Delivery Confirmation
Once the shards have been 'sent', peers who were aware of the underlying mechanism of scuttlebutt questioned whether this was an honest statement. While the messages may have published to your local log / database, this does not mean that the messages have left the source computer.
Peers stated that this was misleading and / or obfuscating of reality. There is no guarantee the shard has actually left your computer and this inevitably would prove to be problematic.
Peers expressed a desire for, at the bare minimum, some kind of sync indicator to be shown when disconnected from other peers / offline in order to ensure that the app doesn't mislead you into believing a shard has left your computer when it actually hasn't.
Peers also expressed a desire for a confirmation that the shard has been delivered and received.
Push or Pull?
One peer suggested Dark Crystal lends itself more strongly to push notifications, rather than pull-based notifications.
In the case where a request has been sent for a shard to be returned to the originator, there is no clear indicator to the shard custodian that a request has arrived. The custodian must go searching for this information. While this was conceived of by the developers as as a strength (the onus is on the originator of the secret to actively contact their custodians to request the return of the shard), to one peer this seemed counter-intuitive.
This peer stated that due to the importance of the request, it makes sense that the custodians are notified immediately that their trusted contact is in need of their secret. Its a clear indicator to trusted contacts that either the request is genuine, or the identity of the secret originator has been compromised. In both cases it is possibly better for all parties involved to be notified of this sooner rather than later. This approach has merit. Technically it needs further consideration by the team as it runs counter to the 'pull-based' nature of Scuttlebutt.
Consent
Several peers raised the issue that currently there is no consent mechanism whereby a potential custodian of the shard can be asked if they want to actually are willing to be a custodian.

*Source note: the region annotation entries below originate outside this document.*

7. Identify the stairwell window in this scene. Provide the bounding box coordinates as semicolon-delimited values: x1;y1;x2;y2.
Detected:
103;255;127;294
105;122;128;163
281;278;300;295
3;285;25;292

In a recent podcast about Dark Crystal, Cory Doctorow raised a possible threat model that the project faces, whereby those that are implicated in being custodians of a secret are potentially under threat from an attacker seeking to reveal that secret. This is incredibly problematic if the custodian is not a willing party in this arrangement. A clear consent mechanism is an important / necessary feature in order to ensure this application behaves up to the ethical standard to which we hold ourselves and doesn't implicate people unknowingly or unwillingly into potentially dangerous situations.
This has been a discussion throughout the process and the team is well aware of consent as a core component of the application. It was screened out in the initial implementation as it was felt by the team that it was more important to build a working prototype, and the mechanism for obtaining consent warranted further research and discussion.